A dry lawn during a drought with a raised herb garden in the background.

As summer’s zenith approaches, maintaining a flourishing garden might require a little extra guidance. Thankfully the team at the Spruce has a few tips to help rooky gardeners survive their first August. From managing the heat, regular watering, and timely harvesting to warding off pests and diseases, their comprehensive advice will equip you with essential tips for a fruitful and rewarding August gardening experience. Take a look at these highlights.

Anticipate the Heat

In the Southeast region, August is a swelteringly hot month. That means gardeners must employ strategic measures to ensure their gardens remain healthy and bountiful.
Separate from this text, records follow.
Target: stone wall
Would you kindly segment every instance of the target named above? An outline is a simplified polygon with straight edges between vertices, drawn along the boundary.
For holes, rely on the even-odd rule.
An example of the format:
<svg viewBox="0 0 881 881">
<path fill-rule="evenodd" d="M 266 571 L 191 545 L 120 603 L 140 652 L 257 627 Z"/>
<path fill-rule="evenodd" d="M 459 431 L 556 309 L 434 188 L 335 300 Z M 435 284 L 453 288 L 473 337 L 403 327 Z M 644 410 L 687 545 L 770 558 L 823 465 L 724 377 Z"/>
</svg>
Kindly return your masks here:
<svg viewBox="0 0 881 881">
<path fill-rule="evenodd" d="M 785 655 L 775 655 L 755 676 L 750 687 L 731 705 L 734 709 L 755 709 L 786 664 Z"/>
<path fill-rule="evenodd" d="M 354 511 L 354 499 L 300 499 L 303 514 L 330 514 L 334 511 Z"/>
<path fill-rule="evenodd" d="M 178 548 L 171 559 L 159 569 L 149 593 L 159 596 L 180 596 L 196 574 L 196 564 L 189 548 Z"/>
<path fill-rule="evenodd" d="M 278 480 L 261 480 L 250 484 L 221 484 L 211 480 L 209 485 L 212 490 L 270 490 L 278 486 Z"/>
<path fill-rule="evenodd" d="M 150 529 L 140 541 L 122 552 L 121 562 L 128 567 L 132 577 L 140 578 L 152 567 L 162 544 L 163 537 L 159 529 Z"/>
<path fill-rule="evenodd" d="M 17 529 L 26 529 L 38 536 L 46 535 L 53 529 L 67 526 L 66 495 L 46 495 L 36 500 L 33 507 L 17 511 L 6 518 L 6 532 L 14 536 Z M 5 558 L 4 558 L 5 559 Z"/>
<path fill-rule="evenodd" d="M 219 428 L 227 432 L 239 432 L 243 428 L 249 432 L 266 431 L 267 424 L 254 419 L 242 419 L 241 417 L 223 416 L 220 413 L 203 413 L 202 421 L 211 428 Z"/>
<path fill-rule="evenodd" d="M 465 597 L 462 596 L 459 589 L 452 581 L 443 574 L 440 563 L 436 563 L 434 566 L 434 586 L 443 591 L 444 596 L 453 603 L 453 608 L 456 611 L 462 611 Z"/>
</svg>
If you’re planning to maintain your garden through the heat, you’ll need to schedule your gardening sessions around the sun.  One crucial piece of advice is to carefully pick the days and times you plan to work outside, anticipating heat waves and humidity. Aim for early morning or late evening hours when the sun’s intensity is relatively low.


Good old H20 is important year-round, but in the heat of August, it’s doubly so. Hydration is important for your plants. No matter your location, August typically necessitates regular watering of your garden to compensate for the hotter temperatures and diminished rainfall. You don’t have to increase the amount of time your water your garden. Thorough, infrequent watering is more beneficial than frequent shallow watering, as it encourages the growth of deeper roots, making plants more drought-resistant.

Safe Guard Against Pests

This month also ushers in an array of insect pests, such as thrips, tomato fruitworms, spider mites, and snails. Regularly inspect your plants and take necessary action when these critters are spotted to prevent them from damaging your crops.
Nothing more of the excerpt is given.